PUBLISHED : Saturday, 14 May, 2005, 12:00am
UPDATED : Saturday, 14 May, 2005, 12:00am

Should parents take very young children on holiday? My parents often tell the tale of how they left me with my grandparents when I was 18 months old and still crawling. My grandmother promptly filed my mother's carefully penned, multi-paged list of instructions for my upkeep in a drawer for the duration of my one-week stay, by the end of which I'd taken my first steps.


My son, Joshua, who'd already been to Thailand, France, Holland and Britain twice by the time he was 18 months old, has proved to me that parents can take young children on holidays that are way off the beaten track.

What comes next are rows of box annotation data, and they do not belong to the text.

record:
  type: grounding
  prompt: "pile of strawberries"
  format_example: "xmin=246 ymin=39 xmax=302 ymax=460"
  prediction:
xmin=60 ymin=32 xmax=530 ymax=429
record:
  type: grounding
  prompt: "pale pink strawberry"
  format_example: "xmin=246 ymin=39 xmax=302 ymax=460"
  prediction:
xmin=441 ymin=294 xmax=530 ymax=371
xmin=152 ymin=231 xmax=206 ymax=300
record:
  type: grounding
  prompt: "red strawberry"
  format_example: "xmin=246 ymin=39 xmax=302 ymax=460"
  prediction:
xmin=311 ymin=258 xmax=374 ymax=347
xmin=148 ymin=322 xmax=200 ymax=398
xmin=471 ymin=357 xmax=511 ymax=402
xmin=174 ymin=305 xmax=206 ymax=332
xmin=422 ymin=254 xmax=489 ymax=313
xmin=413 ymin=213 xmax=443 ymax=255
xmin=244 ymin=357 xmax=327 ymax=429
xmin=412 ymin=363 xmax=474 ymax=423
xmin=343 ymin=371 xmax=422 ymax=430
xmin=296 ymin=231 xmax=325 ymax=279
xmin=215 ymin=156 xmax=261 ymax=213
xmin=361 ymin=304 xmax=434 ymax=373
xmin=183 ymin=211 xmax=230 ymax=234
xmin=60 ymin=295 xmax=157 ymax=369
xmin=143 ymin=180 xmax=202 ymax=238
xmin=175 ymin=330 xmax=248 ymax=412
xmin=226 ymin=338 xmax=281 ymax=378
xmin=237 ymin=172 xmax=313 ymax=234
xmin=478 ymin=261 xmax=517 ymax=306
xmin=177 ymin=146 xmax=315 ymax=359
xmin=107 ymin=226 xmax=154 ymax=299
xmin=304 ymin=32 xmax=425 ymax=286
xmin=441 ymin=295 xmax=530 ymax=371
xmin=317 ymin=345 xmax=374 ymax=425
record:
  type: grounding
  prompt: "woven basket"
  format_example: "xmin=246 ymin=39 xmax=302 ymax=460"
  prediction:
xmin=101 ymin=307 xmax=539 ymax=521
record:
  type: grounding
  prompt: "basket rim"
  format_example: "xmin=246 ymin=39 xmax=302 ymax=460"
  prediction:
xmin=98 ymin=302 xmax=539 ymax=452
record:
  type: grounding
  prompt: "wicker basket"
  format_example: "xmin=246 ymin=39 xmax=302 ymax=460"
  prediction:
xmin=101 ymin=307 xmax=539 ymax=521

Our last family sojourn, to Harbin, in northeast China, which is famous for its winter festival, was scorned as irresponsible by those who know us. 'For a week?' friends asked incredulously, when we told them we were taking him to a city just south of Siberia, where the seasonal temperatures often plunge below 25 degrees Celsius. Even the more robust Harbin folk themselves echoed their concerns with the likes of: 'We don't even take our own young children out.'


In fact, since we were travelling with Joshua, a seven-night stay was needed to see the city. Without him in tow, we could have done it in half the time, but we'd allowed for naps, feeding times and nappy-changing (not a quick operation when we had to find a suitable heated room and deal with umpteen layers of clothing. We limited our outdoor trips to about an hour.


Dusk fell at 4pm, but some of the attractions were best seen at night anyway. While his mum and dad were wowed by outlandish, internally lit ice sculptures, the tallest of which rose to about five storeys, Joshua's eyes were firmly fixed on his new bulky snow boots, the source of hypnotic amusement as they crunched through the ice. One sculpture, however, dragged his eyes upwards: a snowman, towering six metres high.


When Harbiners weren't chiding our foolhardiness, they were charmed by our son. His curly hair and Eurasian looks, and the fact that his mother speaks Putonghua, captivated locals. For a male tourist, who's generally experienced anonymity when travelling alone, and hesitated before talking to locals for fear of how it would be perceived, my son proved to be a passport to a more enriching holiday.